Scalability analysis was conducted by checking the CPU time consumed by different methods for locating the gradually increasing number of particles in the computational domain, which is of essential importance to judge whether a particle locating algorithm can be used in a practical application. The evolution of CPU time with the increasing number of particles is shown in
Figure 12 for different meshes. The background grid used by the PLUG method adopted 400
3 cubes. The PLUG method was the best one of all adopted locating methods in all tests. And all methods had the similar time complexity.
4. Summary
In this work, a new, efficient, and robust method, namely PLUG, for particle locating is proposed. Using the PLUG method, the auxiliary grid method is extended to three-dimensional arbitrary polyhedral mesh.
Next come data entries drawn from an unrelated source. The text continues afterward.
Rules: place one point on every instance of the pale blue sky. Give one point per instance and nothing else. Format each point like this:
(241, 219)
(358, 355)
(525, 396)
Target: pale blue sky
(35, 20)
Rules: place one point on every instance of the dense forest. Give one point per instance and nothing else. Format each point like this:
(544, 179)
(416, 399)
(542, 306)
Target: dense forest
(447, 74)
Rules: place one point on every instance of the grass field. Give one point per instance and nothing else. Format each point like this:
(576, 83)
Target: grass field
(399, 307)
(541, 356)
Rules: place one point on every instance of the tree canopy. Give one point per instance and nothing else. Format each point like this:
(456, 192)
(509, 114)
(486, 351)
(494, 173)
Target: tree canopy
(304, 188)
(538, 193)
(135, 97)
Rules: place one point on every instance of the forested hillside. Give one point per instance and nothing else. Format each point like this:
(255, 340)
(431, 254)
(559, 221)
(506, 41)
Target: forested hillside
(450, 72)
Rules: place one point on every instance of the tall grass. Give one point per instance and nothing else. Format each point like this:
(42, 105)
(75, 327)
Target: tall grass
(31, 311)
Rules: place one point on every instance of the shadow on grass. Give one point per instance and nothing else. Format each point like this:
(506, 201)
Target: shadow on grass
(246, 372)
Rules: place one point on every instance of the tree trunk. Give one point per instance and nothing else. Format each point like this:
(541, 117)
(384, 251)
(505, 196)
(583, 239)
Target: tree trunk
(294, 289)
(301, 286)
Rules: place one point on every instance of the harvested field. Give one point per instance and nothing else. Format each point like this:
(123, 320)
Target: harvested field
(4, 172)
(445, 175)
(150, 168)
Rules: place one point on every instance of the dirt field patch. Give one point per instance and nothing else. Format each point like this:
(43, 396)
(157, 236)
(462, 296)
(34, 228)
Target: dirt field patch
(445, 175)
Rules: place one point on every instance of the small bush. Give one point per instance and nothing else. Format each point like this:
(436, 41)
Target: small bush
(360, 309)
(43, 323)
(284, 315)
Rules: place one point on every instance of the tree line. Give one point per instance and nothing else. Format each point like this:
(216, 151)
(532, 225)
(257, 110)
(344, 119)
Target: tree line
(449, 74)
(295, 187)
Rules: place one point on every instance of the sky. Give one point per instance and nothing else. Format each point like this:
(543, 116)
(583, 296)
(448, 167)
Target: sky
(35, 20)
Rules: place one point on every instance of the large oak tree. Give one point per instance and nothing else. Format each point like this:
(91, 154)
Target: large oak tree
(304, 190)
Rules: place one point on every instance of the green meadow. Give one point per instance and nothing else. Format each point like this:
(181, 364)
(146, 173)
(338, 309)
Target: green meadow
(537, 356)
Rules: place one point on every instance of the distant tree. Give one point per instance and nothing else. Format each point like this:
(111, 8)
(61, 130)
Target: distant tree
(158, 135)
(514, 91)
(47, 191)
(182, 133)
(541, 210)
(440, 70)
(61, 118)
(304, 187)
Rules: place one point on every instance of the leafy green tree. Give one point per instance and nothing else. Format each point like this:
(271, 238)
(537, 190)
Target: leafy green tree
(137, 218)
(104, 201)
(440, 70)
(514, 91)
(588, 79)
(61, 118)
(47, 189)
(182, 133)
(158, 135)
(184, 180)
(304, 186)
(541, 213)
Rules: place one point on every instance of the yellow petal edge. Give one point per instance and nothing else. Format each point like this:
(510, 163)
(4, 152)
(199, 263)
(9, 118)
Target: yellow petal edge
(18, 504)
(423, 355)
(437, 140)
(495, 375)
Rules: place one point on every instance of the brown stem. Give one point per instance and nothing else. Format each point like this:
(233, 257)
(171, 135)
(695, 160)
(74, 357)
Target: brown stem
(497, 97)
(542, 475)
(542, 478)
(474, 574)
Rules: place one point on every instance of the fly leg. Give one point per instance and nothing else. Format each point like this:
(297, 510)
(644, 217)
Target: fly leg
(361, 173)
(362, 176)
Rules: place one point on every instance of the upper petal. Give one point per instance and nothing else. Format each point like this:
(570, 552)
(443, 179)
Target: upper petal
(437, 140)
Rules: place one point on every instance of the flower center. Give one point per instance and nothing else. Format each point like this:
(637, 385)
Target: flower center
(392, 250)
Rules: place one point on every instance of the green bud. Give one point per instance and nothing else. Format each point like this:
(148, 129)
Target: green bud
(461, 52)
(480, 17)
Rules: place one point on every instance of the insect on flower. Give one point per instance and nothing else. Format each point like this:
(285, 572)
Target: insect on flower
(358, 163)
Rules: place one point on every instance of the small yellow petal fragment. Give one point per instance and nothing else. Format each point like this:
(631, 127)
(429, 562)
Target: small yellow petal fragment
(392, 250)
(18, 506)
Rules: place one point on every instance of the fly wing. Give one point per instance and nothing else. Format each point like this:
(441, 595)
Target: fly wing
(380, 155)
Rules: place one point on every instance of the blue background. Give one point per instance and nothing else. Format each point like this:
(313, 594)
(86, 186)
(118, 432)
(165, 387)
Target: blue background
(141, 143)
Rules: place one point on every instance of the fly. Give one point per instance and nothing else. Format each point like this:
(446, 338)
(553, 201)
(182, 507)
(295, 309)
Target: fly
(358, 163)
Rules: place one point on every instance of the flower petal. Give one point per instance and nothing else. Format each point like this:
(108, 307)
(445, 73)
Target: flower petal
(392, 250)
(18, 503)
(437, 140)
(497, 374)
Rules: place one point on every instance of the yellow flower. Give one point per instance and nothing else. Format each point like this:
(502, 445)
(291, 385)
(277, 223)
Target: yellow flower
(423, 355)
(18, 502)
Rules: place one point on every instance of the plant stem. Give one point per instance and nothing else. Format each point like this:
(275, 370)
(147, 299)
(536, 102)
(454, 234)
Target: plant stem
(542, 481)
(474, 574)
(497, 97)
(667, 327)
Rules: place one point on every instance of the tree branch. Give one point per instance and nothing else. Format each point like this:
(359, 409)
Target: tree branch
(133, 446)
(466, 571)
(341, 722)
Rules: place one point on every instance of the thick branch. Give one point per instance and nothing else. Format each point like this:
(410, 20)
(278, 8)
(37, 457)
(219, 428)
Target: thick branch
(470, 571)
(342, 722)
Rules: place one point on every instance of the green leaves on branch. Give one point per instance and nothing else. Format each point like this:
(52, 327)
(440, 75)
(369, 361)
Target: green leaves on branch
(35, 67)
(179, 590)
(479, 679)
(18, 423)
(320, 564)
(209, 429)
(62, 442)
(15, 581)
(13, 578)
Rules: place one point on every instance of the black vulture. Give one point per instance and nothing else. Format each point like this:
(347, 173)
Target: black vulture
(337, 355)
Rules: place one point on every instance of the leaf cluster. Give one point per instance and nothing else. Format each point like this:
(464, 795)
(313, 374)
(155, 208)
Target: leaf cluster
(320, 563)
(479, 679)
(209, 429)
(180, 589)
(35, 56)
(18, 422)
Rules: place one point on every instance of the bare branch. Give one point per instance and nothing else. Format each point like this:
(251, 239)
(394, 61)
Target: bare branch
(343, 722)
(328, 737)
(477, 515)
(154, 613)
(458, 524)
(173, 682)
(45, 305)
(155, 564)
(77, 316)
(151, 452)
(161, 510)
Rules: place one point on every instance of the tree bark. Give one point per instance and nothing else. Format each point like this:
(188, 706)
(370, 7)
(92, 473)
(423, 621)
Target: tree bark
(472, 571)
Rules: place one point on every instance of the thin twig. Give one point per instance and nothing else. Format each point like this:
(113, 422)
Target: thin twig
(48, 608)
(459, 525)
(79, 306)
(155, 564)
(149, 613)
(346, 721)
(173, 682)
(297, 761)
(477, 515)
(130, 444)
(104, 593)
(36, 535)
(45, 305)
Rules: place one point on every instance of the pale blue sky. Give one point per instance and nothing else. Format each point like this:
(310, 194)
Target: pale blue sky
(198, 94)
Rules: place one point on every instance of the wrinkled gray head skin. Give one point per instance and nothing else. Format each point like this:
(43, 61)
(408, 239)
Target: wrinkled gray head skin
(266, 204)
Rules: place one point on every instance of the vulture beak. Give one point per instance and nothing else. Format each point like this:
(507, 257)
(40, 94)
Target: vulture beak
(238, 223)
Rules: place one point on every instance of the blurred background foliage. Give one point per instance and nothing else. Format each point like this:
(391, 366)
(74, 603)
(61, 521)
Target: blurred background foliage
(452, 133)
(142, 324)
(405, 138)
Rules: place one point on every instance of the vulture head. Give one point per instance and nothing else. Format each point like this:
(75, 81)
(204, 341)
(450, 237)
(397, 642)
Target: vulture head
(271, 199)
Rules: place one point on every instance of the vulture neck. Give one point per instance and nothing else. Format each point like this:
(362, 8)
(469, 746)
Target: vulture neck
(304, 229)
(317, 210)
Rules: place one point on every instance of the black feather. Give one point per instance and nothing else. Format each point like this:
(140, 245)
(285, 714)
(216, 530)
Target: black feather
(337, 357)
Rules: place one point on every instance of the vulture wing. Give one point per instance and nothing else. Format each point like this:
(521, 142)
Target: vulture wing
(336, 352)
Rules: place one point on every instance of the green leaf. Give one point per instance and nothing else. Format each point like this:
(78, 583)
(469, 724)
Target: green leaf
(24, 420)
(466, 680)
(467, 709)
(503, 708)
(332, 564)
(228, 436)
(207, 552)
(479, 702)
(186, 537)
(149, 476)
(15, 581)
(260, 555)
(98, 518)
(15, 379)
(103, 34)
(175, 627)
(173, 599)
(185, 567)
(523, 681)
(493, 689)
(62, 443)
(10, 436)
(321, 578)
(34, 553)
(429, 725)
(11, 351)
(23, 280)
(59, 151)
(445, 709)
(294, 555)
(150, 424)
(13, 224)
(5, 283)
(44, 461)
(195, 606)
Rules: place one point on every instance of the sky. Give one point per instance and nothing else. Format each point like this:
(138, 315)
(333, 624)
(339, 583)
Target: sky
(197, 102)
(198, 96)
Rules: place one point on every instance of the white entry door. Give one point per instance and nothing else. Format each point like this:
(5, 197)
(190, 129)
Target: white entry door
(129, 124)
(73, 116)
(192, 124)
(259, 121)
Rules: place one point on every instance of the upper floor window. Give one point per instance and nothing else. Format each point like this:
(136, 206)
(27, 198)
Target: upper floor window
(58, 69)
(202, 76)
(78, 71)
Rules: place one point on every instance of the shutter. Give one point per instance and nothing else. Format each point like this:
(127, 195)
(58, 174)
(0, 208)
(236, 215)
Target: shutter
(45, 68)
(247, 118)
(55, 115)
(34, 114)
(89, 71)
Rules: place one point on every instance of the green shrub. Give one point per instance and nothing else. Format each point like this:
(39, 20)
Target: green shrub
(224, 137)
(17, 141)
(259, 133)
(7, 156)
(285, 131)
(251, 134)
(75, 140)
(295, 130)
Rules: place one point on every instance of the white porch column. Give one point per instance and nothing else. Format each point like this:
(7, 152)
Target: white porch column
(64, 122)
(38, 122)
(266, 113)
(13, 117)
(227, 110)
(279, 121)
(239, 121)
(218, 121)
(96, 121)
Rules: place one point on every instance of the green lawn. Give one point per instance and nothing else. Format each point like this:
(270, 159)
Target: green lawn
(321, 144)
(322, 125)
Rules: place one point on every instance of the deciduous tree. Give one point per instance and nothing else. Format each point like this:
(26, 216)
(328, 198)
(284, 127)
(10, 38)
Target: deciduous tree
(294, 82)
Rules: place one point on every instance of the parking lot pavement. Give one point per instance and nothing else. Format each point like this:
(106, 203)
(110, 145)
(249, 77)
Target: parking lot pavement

A uniform Cartesian grid is adopted as the background grid. By choosing a much smaller grid spacing for the background grid compared with that of the computational mesh, the PLUG method is highly efficient compared with the existing methods (GNH, GNHNC, GNHHC, and octree). For the particles belonging to the background cubes which are covered by only one computational cell, it is not necessary to conduct the point-in-cell test. With the fine background grid, the percentage of such background cubes becomes high. This is the main reason for the high computational efficiency of the PLUG method relative to the existing methods. Numerical tests were carried out for particle locating of the random distributed particles on three different types of computational meshes, i.e., hexahedral mesh, tetrahedral mesh, and polyhedral mesh. The results revealed that
(1) PLUG is much more efficient than the face-to-face searching method (GNH, GNHNC, GNHHC) and the octree method on all three types of mesh with a relatively fine background grid. The computational expense of the Octree method is the largest. For face-to-face searching methods, the computational expense of GNH is the largest, GNHHC is the smallest, and GNHNC is between GNH and GNHHC, depending on the distance between the starting point and the host cell.
(2) The efficiency of PLUG is relevant to the configuration of the background grid on the tetrahedral and the polyhedral meshes. The background grid with finer resolution results in a higher computational efficiency. On hexahedral mesh, PLUG is not sensitive to the resolution of the background grid due to its same topological structure with the background grid.